Если мне трудно было поверить, что Альбертина, жив­шая во мне полной жизнью (ощущавшая на себе двойную упряжь – упряжь настоящего и упряжь минувшего), мер­тва, то, пожалуй, странно было подозревать ее в грехах, на которые сегодня она, лишенная плоти, – а она так любила плоть! – и души, быть может, прежде мечтавшая согрешить, уже не способна и за них не отвечает, и эта бессмысленность подозрений причиняла мне такую боль, которую я благословил бы, если бы увидел в ней преиму­щество духовной реальности материально не существую­щей личности перед отсветом впечатлений, какие она прежде на меня производила, – перед отсветом, который должен был угаснуть волей судьбы. Поскольку женщина уже не испытывала наслаждения с другими, то она была бессильна возбуждать во мне ревность, если только мое нежное чувство к ней нынче же и прошло бы. Но вот это-то как раз и было недостижимо, потому что Альбертина тот же час обрела свое воплощение в воспоминаниях, в кото­рых она жила. Если мне стоило только подумать о ней – и она оживала, то ее измены не могли быть изменами мертвой, потому что мгновение, когда измена совершалась, становилось мгновением настоящим – и не только для Альбертины, но и для того из неожиданно всплывших в памяти моих «я», которое ею любовалось. Таким образом, ни одна хронологическая неточность не разлучила бы неразлучную пару, ибо к каждой новой виноватой тотчас подбирался бы жалующийся ревнивец – и всегда в одно и то же время. В последние месяцы я держал Альбертину взаперти у себя дома. Но в моем теперешнем воображении Альбертина была свободна: она дурно пользовалась свобо­дой, она продавалась то одному, то другому. Когда-то я часто думал о неясном будущем, развертывавшемся перед нами, пытался что-нибудь в нем прочесть. И теперь то, что находилось впереди меня как двойное будущее (такое же тревожащее, как и будущее единичное, потому что оно было такое же смутное, такое же трудное для понимания, такое же таинственное, даже еще более жестокое, потому что я был лишен возможности или же иллюзии, как в будущем единичном, воздействия на него, а еще потому, что двойное будущее продолжится столько же, сколько моя, жизнь, а моей подружки не будет рядом со мной, и меня, страдавшего из-за нее, некому будет утешить), – это уже не Будущее Альбертины, а ее Прошлое. Ее Прошлое? Это не совсем точно сказано, потому что для ревности не существует ни прошлого, ни будущего, а то, что ревность воображает, всегда является Настоящим.

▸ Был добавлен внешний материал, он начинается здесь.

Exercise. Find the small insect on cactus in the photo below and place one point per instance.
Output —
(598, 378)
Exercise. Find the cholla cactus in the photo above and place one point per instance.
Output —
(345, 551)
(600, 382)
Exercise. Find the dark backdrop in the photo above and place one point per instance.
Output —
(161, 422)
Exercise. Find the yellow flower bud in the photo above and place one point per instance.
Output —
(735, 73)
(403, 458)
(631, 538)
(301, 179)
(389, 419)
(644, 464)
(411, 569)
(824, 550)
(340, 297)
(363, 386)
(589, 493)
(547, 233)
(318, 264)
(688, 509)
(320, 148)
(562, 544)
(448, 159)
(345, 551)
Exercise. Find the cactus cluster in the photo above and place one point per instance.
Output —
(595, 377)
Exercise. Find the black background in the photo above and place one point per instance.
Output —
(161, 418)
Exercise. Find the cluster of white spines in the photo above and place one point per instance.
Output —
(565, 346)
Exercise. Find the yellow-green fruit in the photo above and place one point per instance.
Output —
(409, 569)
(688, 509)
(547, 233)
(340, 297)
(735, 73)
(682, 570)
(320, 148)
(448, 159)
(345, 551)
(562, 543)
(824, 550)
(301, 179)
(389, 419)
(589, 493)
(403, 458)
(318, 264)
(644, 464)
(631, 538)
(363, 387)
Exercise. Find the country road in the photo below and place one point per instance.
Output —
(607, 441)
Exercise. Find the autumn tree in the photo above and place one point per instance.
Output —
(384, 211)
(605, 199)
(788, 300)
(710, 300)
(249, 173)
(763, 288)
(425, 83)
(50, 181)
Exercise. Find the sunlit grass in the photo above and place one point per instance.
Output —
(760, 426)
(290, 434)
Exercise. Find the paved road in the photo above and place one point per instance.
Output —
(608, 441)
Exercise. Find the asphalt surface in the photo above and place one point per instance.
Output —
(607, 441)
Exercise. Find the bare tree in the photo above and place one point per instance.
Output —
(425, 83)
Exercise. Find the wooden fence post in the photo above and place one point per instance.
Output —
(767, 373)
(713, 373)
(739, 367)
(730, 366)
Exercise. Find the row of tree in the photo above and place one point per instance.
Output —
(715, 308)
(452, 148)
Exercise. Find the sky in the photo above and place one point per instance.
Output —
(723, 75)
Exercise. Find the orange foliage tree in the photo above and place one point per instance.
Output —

Изменения в атмосфере производят изменения в чело­веке, пробуждают забытое «я», вступают в борьбу с успокоительностью привычки, придают яркость тем или иным воспоминаниям, усиливают страдания. Могло ли быть для меня что-нибудь важнее того, что наступившая погода на­поминала мне, например, ту, при которой Альбертина в Бальбеке под частым дождем Бог знает зачем отправлялась на далекие прогулки в обтягивавшем ее фигуру плаще? Если б она была жива, то в такую же точно погоду она, конечно, пошла бы в Турень на столь же продолжительную прогулку. Раз она была лишена этой возможности, то я не должен был бы страдать при этой мысли, но, как у ампу­тированных, малейшее изменение погоды возобновляло боль в несуществующей части тела.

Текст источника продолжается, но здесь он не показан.